Pero teníamos el “carretera y manta”,
recorriendo senderos, explorando a nuestro aire la cercana aunque ignota
Extremadura.
Después hubo otro tiempo en el que los
viajes se planificaban con todo detalle. La lista de enseres imprescindibles se
colgaban en la nevera y los íbamos tachando a medida que se incorporaban en la
maleta: biberones, pañales, toallitas, sonajeros, chupetes, cambiador, botiquín
completo con termómetro y apiretal, pijamas, baberos desechables, potitos de
verdura,…
Pero antes, mucho antes, cuando solo
estábamos tú y yo, Joe Cocker cantaba Night Calls en la cinta de cassette de mi
Polo rojo. Aquella primavera, su voz cavernosa llenó la llanura de Tierra de
Barros y azotó las flores de los cerezos en el Jerte.
Aquel inusual mes de marzo, nos
sorprendimos ante los palacios de piedra de Cáceres; las torres coronadas por
nidos de cigüeñas; Pizarro a caballo en la Plaza Mayor de Trujillo; el buitre
leonado sobrevolando Monfragüe y un valle de ensueño tapizado de flores de
cerezo.
Ahora que regresamos con ellas, educadas
en el buen yantar, no le hacen asco a unas migas con chorizo, a las pruebas de matanza
o a cualquier variedad de queso artesano. Habituadas a nuestras manías
viajeras, saben que no nos resistiremos hasta alcanzar el peldaño más alto de
la torre más alta, de la almena más alta del castillo. Protestan, como siempre,
como yo, por tu obsesión por las cuestas empinadas.

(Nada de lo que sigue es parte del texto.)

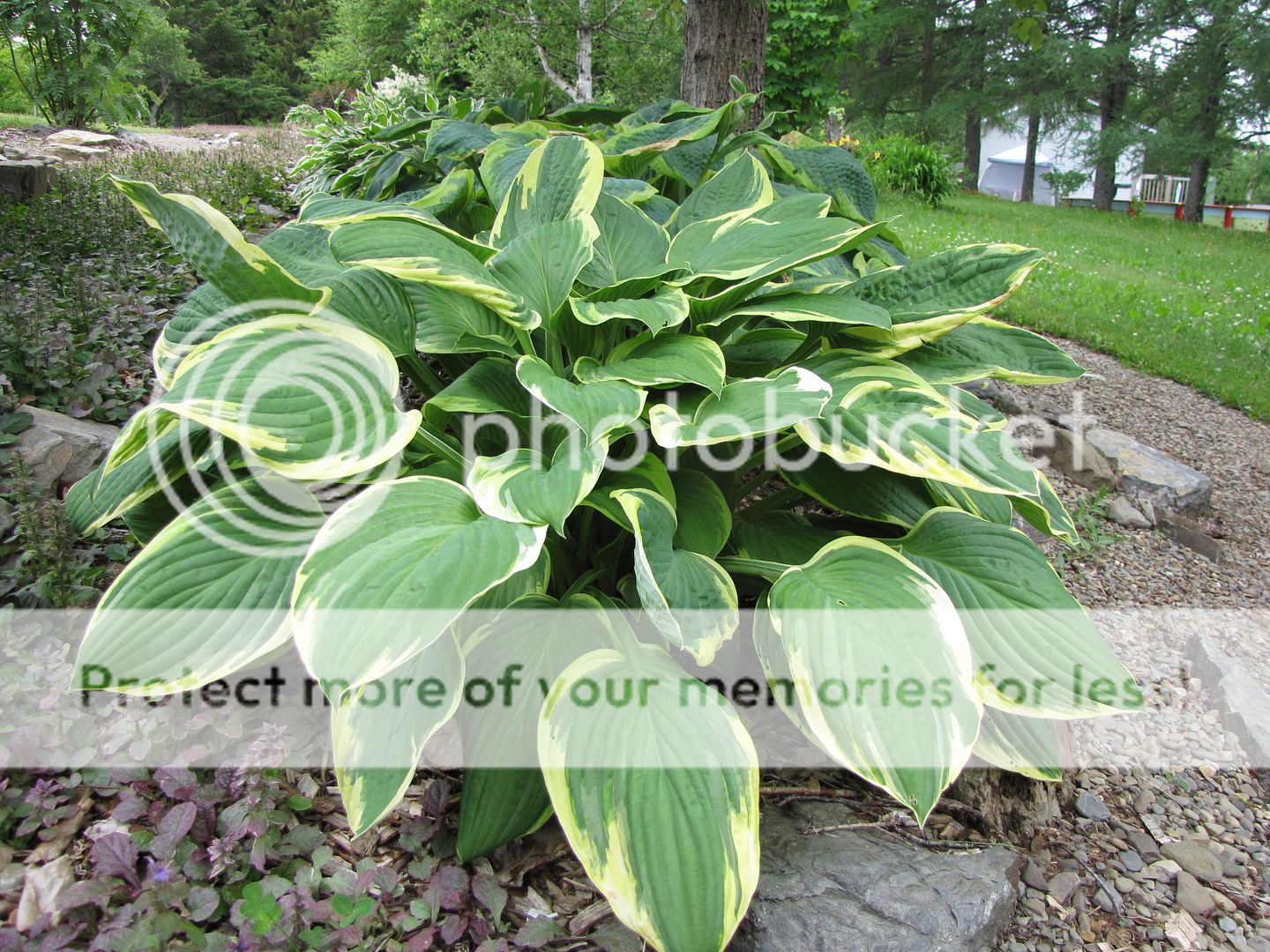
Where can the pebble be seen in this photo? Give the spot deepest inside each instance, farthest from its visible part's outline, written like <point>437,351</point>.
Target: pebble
<point>1091,807</point>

Ahora que pueden brindar con una copa de
vino, no paras de preguntarme: pero, ¿no las habíamos traído a Mérida? Y yo te
repito que no, que solo habíamos regresado una vez a Plasencia, aquel verano
tórrido que volvíamos de Galicia.
Y aunque les insistimos en que éste es
nuestro último viaje juntos, que es muy caro mover a una familia numerosa,
recuerda que aún les debemos los cerezos en flor.